Estábamos desprevenidos disfrutando de un otoño plácido con temperaturas sumamente agradables cuando el invierno nos castigó de una manera despiadada. Despiadada y desubicada porque todavía no es invierno. Una mano polar se posó por sobre nuestras anatomías y obligó a buscar refugios de distintas índoles.
Entraron a funcionar las frazadas, que estaban muy bien guardadas, y en materia de pilchas se cambió elegancia por protección y entonces aparecieron los abultados tapados y sobretodos, las camperas reforzadas, sobre todo esas con rollitos que nos visten de Michelín; las medias protectoras, de las gruesas que hacen que te duela el zapato y algunos adminículos extremos como las antiguas camisetas de frisa, los calzoncillos largos y las gorras protectoras de testas, algunas que entran en la categoría de ridículas, pero abrigadas. El tipo se disfrazó de frío y es tan convincente el disfraz que uno lo mira al tipo y le da frío.
El viento del sur actuó como una cachetada gélida y uno sufría el ofri a pesar de los abrigos porque siempre queda un resquicio por donde se cuela el aliento helado, como un chijete que es incontrolable y modifica la temperatura de todo el cuerpo. La cara es la que más sufre porque es la que anda a cara descubierta. Deberían inventarse anteojos para invierno que nos cubrieran toda la cara de ser posible hasta las rodillas.
Entonces, con el frío que golpea los vidrios entran a hacer horas extras las estufas de gas, las estufas eléctricas y las hornallas de la cocina que ayudan bastante a este asunto de mantener una primavera puertas hacia adentro. Todas las variantes conllevan un gasto, de gas o de electricidad. Y ahí mismo reside una forma de encontrar calor porque es muy usual, calentarse mirando las facturas que nos llegan de los servicios, es la mejor manera de calefaccionarse.
El problema sobreviene cuando el despertador le bocinea que son las siete de la mañana.
Hay dos actividades que son sacrificadas en estas circunstancias. Una de ellas es bañarse. Es que uno liga al agua con la frescura y entonces echarse más frío encima es una especie de masoquismo doméstico. Para colmo, para ducharse, porque la ducha es mínima, hay que desnudarse primero y esto ya sí es un asunto serio. Porque, a pesar de que adentro esté confortable y calentito verse desnudo cuando afuera acosan los dos grados bajo cero es una especie de tortura mental, uno no lo siente al frío en la piel, lo siente en la mente y para esto no se ha inventado abrigo todavía.
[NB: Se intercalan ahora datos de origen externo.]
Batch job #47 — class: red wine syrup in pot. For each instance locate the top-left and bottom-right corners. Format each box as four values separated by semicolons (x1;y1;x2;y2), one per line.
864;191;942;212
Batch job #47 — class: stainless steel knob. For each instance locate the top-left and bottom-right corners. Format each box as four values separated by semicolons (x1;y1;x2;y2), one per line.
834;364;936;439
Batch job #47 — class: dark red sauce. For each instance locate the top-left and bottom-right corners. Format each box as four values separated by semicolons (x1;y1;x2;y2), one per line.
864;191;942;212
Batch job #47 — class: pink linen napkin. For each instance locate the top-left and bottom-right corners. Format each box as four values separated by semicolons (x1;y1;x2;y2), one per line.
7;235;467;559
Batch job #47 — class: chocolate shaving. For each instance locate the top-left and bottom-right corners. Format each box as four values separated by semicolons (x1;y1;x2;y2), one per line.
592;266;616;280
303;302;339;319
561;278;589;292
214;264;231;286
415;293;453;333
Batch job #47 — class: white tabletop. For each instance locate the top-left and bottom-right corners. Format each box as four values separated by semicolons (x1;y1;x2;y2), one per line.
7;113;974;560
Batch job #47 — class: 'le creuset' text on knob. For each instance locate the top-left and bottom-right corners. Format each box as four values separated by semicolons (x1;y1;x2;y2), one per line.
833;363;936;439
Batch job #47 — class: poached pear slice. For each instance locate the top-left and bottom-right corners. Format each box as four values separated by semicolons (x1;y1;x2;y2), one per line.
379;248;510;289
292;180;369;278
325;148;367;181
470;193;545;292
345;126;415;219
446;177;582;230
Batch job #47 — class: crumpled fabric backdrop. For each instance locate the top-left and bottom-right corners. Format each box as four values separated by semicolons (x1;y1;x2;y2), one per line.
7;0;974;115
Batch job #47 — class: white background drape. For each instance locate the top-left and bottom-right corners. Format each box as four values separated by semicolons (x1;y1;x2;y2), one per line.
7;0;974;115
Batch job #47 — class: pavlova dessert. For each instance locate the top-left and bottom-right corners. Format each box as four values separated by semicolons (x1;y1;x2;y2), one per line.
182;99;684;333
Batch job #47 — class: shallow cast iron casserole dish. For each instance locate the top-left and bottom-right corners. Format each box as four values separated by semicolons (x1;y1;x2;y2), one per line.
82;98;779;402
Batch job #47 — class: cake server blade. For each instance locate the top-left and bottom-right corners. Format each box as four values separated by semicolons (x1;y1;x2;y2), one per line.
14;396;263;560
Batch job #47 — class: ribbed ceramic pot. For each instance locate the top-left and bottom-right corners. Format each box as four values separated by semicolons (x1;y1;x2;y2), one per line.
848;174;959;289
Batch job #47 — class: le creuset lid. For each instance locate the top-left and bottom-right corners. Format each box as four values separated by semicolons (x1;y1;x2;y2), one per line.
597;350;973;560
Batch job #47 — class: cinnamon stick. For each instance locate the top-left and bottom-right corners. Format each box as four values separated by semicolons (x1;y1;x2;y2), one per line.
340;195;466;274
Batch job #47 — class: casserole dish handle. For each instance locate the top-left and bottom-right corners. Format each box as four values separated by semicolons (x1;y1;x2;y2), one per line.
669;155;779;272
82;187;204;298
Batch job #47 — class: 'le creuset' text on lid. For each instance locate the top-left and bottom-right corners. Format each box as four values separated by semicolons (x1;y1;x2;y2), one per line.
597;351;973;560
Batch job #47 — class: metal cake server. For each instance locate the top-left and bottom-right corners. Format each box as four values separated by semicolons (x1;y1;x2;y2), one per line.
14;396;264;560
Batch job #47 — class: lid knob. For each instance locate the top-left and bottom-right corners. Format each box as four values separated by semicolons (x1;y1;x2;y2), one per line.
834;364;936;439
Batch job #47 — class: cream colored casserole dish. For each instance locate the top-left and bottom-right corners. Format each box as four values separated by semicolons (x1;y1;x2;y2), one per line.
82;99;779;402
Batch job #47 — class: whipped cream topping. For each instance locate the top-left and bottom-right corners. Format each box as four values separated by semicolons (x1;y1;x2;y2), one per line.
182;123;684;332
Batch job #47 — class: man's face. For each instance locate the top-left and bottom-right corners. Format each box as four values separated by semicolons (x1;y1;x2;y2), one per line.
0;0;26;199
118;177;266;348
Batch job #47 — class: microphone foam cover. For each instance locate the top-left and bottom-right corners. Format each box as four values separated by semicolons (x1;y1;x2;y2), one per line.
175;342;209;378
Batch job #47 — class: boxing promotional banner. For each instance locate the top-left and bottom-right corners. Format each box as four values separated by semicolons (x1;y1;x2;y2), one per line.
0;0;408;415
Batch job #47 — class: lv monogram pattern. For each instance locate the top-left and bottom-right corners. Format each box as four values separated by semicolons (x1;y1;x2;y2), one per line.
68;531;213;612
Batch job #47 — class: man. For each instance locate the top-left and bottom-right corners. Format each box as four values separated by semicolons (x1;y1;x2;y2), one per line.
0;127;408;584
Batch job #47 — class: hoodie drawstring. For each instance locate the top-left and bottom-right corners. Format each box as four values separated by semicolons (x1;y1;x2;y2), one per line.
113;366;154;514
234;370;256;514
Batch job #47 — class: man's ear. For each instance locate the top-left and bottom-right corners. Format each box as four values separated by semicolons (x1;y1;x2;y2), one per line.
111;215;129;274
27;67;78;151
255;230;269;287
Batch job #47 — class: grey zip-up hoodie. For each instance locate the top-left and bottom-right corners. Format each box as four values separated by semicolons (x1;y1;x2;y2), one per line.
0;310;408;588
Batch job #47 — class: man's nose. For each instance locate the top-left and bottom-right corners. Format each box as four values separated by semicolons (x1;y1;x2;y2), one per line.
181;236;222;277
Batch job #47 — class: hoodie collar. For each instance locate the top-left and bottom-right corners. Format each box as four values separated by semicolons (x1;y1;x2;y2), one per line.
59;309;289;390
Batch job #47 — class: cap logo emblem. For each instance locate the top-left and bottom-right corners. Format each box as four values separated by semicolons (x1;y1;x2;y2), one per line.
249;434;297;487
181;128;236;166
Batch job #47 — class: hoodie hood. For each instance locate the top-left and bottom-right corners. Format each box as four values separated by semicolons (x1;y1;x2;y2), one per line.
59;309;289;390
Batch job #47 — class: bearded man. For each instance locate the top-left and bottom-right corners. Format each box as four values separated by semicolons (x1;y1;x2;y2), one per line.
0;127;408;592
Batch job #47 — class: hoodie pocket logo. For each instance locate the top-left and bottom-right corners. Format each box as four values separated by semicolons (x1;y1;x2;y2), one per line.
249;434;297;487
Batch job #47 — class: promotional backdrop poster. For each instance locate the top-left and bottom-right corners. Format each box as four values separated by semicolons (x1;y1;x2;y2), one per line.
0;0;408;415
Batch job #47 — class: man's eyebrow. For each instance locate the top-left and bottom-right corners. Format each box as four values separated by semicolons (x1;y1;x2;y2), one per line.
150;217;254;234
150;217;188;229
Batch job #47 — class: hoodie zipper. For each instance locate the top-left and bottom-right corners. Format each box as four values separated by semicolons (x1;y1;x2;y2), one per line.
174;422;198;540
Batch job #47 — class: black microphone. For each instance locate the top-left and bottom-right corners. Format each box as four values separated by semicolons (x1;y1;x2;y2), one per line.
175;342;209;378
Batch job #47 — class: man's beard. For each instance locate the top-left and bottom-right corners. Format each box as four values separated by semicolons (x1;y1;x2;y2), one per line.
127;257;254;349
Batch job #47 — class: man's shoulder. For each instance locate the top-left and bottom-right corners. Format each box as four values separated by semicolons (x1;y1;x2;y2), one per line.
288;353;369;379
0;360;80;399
Y la segunda circunstancia ocurre cuando tenemos que levantarnos a horas tempranas de la mañana como le ocurre a la mayoría de las personas que habitan este territorio. Porque durante la noche uno contrajo el calor. El tipo se vistió para dormir, esto es algo especial que merece un análisis.
Porque en las temporadas de calor evidente uno se desnuda para acostarse, en cambio en estos tiempos uno se viste para lo mismo. Se pone piyamas de los más ridículos, medias más ridículas todavía echa encima de la cama todo lo que puede servirle de abrigo, aún las cortinas del living que son bastante pesadas. Y logra la placidez buscada, y se duerme tibiecito, tibiecito, con una tibieza que le procura alegría, porque piensa, allá afuera andan las estalactitas y yo estoy tan calentito aquí adentro, en esta cuevita protectora.
El problema sobreviene cuando el despertador le bocinea que son las siete de la mañana y tiene que levantarse. ¡Qué momento por favor! No creo que haya película de terror que provoque más terror que ese momento del día. Uno tiene que ser muy valiente, muy corajudo para enfrentar esa realidad. Debe ser uno de los momentos más traumáticos en la vida del tipo. En fin, debería haber psicólogos que trataran los despertares de invierno.